It is an uncommon diagnosis with a prevalence of around 0.08%. An asymmetry in the spine, shoulder imbalance or sitting imbalance will normally be identified by the child’s carers or a healthcare professional. The underlying aetiology may be idiopathic (no specific cause) or can be related to neuromuscular conditions, syndromal scoliosis or congenital abnormalities. It is also associated with previous surgery involving the chest wall, such as for congenital cardiac disease. Once identified, it is monitored over the course of years for any progression, and treated accordingly. Treatment will depend on the location and magnitude of the curve, rate of progression, underlying aetiology, medical co-morbidities and the wishes of the patient and their family. Whilst most EOS curves are treated conservatively, some progressive curves will require plaster jacket, brace therapy or surgery.
The most common operation for scoliosis in older children is to perform a posterior scoliosis correction with fusion of the spine. However, in children with early onset scoliosis, the chest is still developing and performing a fusion operation could result in a smaller thoracic height which can be associated with respiratory impairment and risk of premature death; this is called thoracic insufficiency syndrome.

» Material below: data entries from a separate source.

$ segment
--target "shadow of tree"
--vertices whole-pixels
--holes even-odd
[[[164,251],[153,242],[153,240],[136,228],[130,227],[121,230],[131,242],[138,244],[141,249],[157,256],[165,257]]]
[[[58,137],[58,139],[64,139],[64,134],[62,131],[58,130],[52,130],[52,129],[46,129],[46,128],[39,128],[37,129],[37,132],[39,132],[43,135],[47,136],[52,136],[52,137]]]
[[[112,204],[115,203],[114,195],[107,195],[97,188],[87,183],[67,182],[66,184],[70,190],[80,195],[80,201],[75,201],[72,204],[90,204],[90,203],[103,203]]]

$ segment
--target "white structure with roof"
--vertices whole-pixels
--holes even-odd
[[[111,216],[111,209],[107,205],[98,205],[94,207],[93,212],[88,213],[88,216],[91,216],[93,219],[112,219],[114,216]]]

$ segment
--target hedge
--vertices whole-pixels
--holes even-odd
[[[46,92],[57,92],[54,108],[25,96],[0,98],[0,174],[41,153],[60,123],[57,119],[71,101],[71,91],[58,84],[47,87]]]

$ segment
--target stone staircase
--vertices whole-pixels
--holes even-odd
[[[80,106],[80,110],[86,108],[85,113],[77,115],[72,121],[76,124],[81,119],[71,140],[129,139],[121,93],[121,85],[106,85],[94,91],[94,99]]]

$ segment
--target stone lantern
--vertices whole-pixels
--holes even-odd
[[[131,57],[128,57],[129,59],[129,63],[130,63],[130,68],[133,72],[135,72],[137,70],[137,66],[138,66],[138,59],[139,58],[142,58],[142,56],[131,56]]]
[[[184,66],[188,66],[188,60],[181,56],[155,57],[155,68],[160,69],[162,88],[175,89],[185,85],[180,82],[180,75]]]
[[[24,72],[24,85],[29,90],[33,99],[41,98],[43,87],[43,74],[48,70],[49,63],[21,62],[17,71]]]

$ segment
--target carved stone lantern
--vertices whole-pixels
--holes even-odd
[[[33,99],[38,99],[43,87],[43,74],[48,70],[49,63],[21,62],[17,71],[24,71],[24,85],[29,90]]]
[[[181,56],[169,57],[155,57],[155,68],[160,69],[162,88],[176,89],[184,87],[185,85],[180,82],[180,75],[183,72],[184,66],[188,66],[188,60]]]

Alveoli are known to develop until 7 yrs old, then hypertrophy thereafter. Maintaining chest wall compliance and maximising the thoracic height during this period of early growth must be balanced against controlling a progressive scoliosis in order to reduce long-term disability.
In order to allow ongoing growth whilst controlling the scoliosis, ‘growth-friendly’ implant systems have been developed. These can be distraction-based, compression-based, or growth-guidance and the details of these are discussed later in this technique.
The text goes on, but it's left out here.